Reputation: 87
I have extracted text for multiple file formats(pdf,html,doc) using below code(using tika)
File file1 = new File("c://sample.pdf);
InputStream input = new FileInputStream(file1);
BodyContentHandler handler = new BodyContentHandler(10*1024*1024);
JSONObject obj = new JSONObject();
obj.put("Content",handler.toString());
Now my requirement is to get the frequently occurring words from the extracted content, can u please suggest me how to do this.
Thanks
Upvotes: 1
Views: 956
Reputation: 33359
Here's a function to the most frequent word.
You need to pass the content to the function, and you get the frequently occurring word.

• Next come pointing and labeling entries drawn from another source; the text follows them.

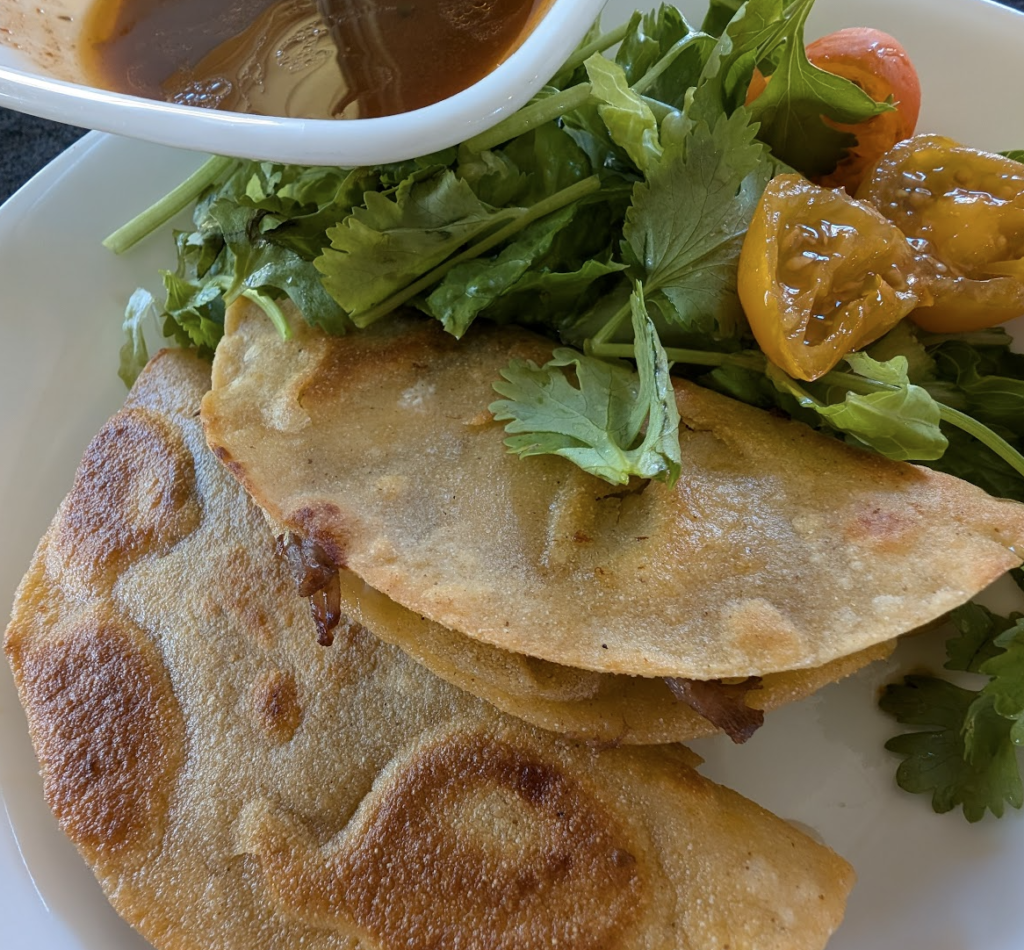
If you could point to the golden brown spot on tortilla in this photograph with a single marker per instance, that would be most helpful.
(340, 368)
(755, 623)
(134, 493)
(108, 731)
(323, 524)
(883, 527)
(275, 705)
(529, 859)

String getMostFrequentWord(String input) {
String[] words = input.split(" ");
// Create a dictionary using word as key, and frequency as value
Map<String, Integer> dictionary = new HashMap<String, Integer>();
for (String word : words) {
if (dictionary.containsKey(word)) {
int frequency = dictionary.get(word);
dictionary.put(word, frequency + 1);
} else {
dictionary.put(word, 1);
}
}
int max = 0;
String mostFrequentWord = "";
Set<Entry<String, Integer>> set = dictionary.entrySet();
for (Entry<String, Integer> entry : set) {
if (entry.getValue() > max) {
max = entry.getValue();
mostFrequentWord = entry.getKey();
}
}
return mostFrequentWord;
}
The algorithm is O(n) so the performance should be okay.
Upvotes: 4